Each of these “disruptors” come with a USP that gives them, or supposedly gives them, a strategic advantage that is apparently going to “redefine club ownership” (or some other similar bollocks). Common to them all is the idea that you can take a minor club, from the fourth division or lower, and steer it to the PL, aka the promised land.

The five, in descending order of where they are currently placed in the English league pyramid, are:

  • Wrexham, currently second in League One, and owned since February 2021 by Hollywood A-listers Ryan Reynolds and Rob McElhenney (R&R from now on).

  • Crawley Town, currently in 22nd place in League One, owned since April 2022 by WAGMI United LLC, a consortium of American “crypto bros”, with "WAGMI" standing for "We’re All Going to Make It," a phrase popular in cryptocurrency circles.

  • Salford City, currently in 11th place in League Two, owned between 2014 and 2024 by key figures from the “Class of 92” - Gary and Phil Neville, Paul Scholes, Ryan Giggs, Nicky Butt, and latterly David Beckham - and the Singaporean billionaire Peter Lim. In August 2024, Gary Neville bought Lim’s 40% stake.

  • Real Bedford, currently top of the Southern League Division One Central (the equivalent of England’s eighth division), bought in 2022 by bitcoin podcaster Peter McCormack, and now co-owned by McCormack and the Winklevoss twins, Cameron and Tyler, famous for successfully suing Mark Zuckerberg over the formation of Facebook, and for rowing in the Olympics and the Boat Race, and for being crypto billionaires who have invested £3.6m in Real Bedford.

  • FC 100,000, a project that founder Michael Brady calls “a social enterprise”, with the aim of attracting 100,000 or more people to pay a £5-a-month subscription to buy a lower-league or non-league football club (the identity of which remains unknown because there is no money yet) and fund it up the divisions. You’ll find my full opinion on this below, but, blimey, what a load of cobblers. Scunthorpe are one club who have already rejected Brady’s advances.

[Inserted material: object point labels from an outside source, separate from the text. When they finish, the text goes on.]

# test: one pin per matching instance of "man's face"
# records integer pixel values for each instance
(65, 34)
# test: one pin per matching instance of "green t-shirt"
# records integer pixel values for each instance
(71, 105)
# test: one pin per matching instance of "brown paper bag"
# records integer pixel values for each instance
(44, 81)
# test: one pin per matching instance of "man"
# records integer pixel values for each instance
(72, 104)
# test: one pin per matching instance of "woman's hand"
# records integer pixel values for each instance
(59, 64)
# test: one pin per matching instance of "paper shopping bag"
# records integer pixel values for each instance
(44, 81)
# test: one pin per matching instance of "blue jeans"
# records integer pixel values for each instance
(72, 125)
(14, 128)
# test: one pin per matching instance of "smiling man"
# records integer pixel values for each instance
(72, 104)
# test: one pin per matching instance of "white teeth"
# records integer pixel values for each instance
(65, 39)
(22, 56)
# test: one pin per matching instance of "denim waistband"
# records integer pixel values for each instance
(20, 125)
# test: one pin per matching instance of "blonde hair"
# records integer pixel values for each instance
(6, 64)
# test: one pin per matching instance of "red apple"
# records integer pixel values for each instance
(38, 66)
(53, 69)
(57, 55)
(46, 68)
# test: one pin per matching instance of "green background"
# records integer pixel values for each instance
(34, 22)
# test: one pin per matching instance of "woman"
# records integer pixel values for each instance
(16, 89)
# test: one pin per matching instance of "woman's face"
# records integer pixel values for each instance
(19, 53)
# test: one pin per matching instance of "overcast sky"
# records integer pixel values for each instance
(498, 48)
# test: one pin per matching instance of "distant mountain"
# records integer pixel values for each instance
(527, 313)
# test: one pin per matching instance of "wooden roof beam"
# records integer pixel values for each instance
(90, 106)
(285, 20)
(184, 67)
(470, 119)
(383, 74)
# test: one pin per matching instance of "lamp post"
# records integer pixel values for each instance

Wrexham have become the exemplar among the disruptor clubs and it’s really not difficult to see why. The peak years of Wrexham’s history so far were the four seasons from 1978 when they reached England’s second tier, then cunningly named the Second Division.

They then meandered around the lower divisions until 2008 before relegation to the non-league, and spent 15 years in that wilderness until, under the ownership of R&R, they made it back to the EFL.

Season 1 of Welcome to Wrexham documented R&R’s first full season at the helm, the 2021-22 campaign when Wrexham agonisingly missed out on getting from the non-league to the EFL by losing in the National League play-offs.

Season 2 showed the successful campaign of 2022-23 as they went up to League Two. Season 3 was all about a second successive jump, to League One. And Season 4, which will document the current League One campaign, will be on our screens soon.

Below I’ll lay out the case why each of the five disruptors above will fail. Wrexham clearly have the best chance of proving me wrong, not least because of their utterly spectacular financial results of recent years, which I will delve into.

But should they achieve promotion to the Championship in the next few weeks, as I think they probably will, then I think they will then run into a brick wall, and the owners and their investment partners (whose level of ownership and control remains opaque for now) will be confronted with a huge dilemma.

Either they will spend big (10 years of data from promoted Championship clubs shows how big that will need to be) in the hope that a gamble pays off, but knowing it will cost them tens of millions in losses each season if it doesn’t. Or they will try to tread water, and risk going down, and losing their invaluable documentary exposure, and face a return to whence they came.